The perspective that childhood is a social construction leads us to think in two diversified manners, of which both can and cannot be considered true at a time. The first manner elucidates that childhood is a natural phenomenon that occurs throughout every culture, whereas the second approach opposes it. This tells us that if childhood is a social construction, it is not a natural phenomenon. However, in order to evaluate to what extent childhood is social constructivism, let us measure its natural ability to fit in several circumstances. Social constructivism also escorts childhood to be perceived under ethics as the leading theorists of child development is challenging.

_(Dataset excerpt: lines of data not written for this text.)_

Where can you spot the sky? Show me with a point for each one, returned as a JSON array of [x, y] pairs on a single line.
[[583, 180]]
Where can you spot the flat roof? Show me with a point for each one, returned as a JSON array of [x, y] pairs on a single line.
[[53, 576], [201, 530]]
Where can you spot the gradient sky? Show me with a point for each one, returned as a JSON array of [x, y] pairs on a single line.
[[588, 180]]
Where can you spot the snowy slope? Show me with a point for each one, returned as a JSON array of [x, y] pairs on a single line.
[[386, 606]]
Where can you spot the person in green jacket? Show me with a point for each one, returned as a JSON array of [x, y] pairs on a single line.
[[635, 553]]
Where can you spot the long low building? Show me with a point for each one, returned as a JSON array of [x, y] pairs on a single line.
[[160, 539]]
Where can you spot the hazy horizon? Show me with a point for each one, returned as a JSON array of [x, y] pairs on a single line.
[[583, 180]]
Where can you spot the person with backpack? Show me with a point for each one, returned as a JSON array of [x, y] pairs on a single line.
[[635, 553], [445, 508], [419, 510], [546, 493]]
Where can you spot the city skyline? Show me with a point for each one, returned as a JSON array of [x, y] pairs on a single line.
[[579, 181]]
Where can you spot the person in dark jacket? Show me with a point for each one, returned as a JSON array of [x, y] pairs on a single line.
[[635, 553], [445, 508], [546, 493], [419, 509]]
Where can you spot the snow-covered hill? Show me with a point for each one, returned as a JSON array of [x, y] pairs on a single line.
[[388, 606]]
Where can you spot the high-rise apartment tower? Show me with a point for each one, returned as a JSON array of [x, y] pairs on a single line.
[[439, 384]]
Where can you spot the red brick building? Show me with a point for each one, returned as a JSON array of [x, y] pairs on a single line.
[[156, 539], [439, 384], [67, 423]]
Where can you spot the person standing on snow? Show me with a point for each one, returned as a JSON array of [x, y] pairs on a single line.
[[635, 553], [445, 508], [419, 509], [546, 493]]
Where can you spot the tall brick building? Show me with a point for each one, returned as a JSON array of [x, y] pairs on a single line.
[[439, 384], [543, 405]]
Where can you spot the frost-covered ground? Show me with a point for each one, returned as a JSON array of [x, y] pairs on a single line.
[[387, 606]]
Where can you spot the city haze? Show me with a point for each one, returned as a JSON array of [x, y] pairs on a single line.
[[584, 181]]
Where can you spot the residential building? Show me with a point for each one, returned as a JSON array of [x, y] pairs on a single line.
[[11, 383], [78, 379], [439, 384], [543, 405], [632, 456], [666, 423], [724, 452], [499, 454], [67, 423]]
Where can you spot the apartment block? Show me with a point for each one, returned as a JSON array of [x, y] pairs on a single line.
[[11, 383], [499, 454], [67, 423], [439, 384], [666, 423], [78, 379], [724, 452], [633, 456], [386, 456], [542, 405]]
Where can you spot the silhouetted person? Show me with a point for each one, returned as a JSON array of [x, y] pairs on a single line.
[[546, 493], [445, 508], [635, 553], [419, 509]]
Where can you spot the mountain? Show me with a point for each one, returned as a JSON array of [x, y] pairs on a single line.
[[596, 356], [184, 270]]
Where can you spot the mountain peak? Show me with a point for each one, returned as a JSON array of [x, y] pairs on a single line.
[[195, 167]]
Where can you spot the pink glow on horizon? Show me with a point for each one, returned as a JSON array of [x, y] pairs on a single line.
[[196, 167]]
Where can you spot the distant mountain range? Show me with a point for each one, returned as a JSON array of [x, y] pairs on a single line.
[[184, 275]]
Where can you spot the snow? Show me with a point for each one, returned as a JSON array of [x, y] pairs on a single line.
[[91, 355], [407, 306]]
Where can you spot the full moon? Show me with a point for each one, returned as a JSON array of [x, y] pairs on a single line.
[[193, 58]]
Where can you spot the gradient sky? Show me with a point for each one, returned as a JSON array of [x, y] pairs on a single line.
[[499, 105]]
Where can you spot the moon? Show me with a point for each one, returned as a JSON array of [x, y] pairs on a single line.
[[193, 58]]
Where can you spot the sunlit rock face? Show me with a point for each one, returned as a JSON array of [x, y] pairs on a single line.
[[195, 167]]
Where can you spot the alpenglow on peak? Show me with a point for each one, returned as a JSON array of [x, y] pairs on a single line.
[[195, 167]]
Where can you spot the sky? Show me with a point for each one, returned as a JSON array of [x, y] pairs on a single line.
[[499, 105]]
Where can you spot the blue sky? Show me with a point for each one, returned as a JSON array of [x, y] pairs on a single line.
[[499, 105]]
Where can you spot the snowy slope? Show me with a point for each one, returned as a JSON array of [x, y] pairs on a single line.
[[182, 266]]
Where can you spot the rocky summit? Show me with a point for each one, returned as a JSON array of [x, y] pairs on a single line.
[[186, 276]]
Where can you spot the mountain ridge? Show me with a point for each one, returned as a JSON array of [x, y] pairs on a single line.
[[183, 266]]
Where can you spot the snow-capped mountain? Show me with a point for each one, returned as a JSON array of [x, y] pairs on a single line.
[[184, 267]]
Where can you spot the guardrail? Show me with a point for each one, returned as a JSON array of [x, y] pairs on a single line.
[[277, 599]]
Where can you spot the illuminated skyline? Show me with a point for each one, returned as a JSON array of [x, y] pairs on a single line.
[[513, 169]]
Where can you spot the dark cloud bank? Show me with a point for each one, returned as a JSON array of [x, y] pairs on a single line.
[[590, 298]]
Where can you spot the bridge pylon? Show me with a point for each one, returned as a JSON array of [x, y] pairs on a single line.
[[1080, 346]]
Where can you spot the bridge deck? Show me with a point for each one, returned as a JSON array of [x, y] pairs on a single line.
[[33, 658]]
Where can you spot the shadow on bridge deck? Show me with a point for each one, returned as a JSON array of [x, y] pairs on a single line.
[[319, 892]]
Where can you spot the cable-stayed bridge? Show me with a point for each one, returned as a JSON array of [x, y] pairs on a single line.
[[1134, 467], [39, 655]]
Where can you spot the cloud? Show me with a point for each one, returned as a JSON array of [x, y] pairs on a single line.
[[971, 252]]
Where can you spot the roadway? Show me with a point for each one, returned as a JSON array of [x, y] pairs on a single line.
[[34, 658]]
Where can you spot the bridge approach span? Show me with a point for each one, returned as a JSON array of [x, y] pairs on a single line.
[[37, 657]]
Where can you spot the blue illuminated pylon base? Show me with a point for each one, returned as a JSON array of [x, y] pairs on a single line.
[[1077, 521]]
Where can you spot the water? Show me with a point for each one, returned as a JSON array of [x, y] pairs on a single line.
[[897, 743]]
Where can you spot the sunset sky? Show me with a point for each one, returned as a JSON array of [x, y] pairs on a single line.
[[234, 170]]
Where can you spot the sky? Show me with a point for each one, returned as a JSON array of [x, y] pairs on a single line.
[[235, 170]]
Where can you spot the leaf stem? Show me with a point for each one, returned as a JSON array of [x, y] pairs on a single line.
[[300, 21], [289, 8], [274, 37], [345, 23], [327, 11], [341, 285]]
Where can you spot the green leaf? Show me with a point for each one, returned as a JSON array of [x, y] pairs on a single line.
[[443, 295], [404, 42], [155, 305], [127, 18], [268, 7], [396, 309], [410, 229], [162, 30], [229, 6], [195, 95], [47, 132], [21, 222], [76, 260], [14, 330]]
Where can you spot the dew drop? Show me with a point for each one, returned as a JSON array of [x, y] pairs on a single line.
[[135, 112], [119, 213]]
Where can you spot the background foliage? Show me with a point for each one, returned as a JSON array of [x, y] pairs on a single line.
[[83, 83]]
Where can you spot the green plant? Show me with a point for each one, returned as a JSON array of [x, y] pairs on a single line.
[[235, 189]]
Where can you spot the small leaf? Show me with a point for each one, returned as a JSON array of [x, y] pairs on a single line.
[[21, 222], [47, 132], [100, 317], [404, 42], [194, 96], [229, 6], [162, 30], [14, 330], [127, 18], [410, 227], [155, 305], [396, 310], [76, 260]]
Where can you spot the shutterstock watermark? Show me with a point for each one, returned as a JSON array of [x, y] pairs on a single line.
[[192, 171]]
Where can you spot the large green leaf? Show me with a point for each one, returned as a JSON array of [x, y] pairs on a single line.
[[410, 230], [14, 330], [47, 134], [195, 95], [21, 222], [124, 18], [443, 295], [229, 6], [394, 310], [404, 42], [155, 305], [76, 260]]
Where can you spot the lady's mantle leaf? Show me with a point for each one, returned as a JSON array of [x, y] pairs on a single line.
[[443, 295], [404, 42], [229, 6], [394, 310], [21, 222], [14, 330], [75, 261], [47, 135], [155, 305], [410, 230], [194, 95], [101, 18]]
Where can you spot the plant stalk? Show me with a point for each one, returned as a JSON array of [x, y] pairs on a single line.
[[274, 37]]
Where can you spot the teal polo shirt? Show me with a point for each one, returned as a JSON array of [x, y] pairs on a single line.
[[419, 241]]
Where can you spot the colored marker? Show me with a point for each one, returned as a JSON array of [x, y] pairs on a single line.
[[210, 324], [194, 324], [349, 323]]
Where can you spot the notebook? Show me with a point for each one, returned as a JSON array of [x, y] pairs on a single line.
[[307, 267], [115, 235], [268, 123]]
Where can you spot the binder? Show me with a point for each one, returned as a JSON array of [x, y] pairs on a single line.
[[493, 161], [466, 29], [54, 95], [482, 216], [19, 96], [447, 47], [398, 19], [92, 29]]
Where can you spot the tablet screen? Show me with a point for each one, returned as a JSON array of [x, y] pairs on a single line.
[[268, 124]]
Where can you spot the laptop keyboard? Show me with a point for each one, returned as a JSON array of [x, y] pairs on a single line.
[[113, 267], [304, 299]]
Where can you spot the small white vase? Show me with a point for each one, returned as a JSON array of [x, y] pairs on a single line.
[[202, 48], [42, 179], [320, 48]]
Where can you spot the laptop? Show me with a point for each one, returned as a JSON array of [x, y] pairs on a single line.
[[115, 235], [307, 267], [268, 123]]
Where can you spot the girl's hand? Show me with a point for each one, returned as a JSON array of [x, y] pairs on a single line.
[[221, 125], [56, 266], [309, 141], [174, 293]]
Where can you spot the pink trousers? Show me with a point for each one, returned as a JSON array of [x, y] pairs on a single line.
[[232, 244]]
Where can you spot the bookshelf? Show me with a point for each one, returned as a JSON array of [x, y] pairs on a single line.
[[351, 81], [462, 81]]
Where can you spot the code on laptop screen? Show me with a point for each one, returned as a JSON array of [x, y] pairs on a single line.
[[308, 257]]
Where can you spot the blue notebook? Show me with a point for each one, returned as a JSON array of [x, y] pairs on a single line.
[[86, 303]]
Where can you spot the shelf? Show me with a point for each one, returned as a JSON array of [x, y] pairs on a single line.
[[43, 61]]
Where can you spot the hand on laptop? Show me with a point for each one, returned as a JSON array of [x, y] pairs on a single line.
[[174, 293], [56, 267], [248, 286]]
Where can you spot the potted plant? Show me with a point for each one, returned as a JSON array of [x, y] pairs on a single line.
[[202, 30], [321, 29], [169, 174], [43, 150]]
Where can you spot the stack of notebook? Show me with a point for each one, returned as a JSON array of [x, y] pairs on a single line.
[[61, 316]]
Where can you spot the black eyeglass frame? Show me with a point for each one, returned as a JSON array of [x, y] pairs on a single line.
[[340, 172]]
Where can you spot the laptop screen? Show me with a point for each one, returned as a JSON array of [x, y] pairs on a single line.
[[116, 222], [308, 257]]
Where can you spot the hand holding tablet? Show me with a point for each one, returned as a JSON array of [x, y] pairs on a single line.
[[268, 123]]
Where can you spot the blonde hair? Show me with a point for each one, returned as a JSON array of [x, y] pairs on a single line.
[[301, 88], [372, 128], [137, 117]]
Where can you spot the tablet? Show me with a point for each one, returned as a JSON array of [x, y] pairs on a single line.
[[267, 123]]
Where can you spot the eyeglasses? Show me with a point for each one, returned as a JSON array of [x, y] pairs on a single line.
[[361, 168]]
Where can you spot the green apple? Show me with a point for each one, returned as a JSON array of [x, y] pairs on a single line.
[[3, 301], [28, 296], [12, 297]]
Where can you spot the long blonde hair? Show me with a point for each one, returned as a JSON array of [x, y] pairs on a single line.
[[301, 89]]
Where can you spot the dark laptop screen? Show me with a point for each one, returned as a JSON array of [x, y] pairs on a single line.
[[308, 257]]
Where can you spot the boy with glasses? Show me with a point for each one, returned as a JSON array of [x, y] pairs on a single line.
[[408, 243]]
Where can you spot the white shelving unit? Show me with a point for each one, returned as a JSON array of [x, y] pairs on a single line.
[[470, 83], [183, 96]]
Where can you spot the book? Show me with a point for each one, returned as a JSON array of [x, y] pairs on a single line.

The image of the child is what is being perceived by a society that usually portrays innocence and even a bit primitive construction, which contains both fear of the unknown, the chaotic and uncontrollable, and a form of sentimentalization. Rousseau believes that society reflects childhood along with the belief that what a society emphasizes and the belief in the child’s capacity for self-regulation possess an innate to seek out true virtue and beauty. It is society responsible for the good and bad of childhood. Therefore, society must learn to know itself in the light of inner nature and essential self-through transparency and introspection. Contemporary psychology understands the link between childhood and society and legitimate this construction of the young child, especially experts of young children who have placed the child’s expression in free play and free creative work at the center of pedagogical activity.
Let it say in two different ways; this image of the child induces a concept of providing shelter to children on behalf of the adults from the corrupt surrounding world-violent, oppressive, commercialized, and exploitative-by constructing a form of environment in which the young child will be offered protection, continuity, and security. Or this image of a child is suppressed by the outer world by practicing authority. However, it is noticed that societies which become more and more aware of the fact that if they hide children away from a world of which they are already a part, then societies not only deceive themselves but do not take children seriously and respect them.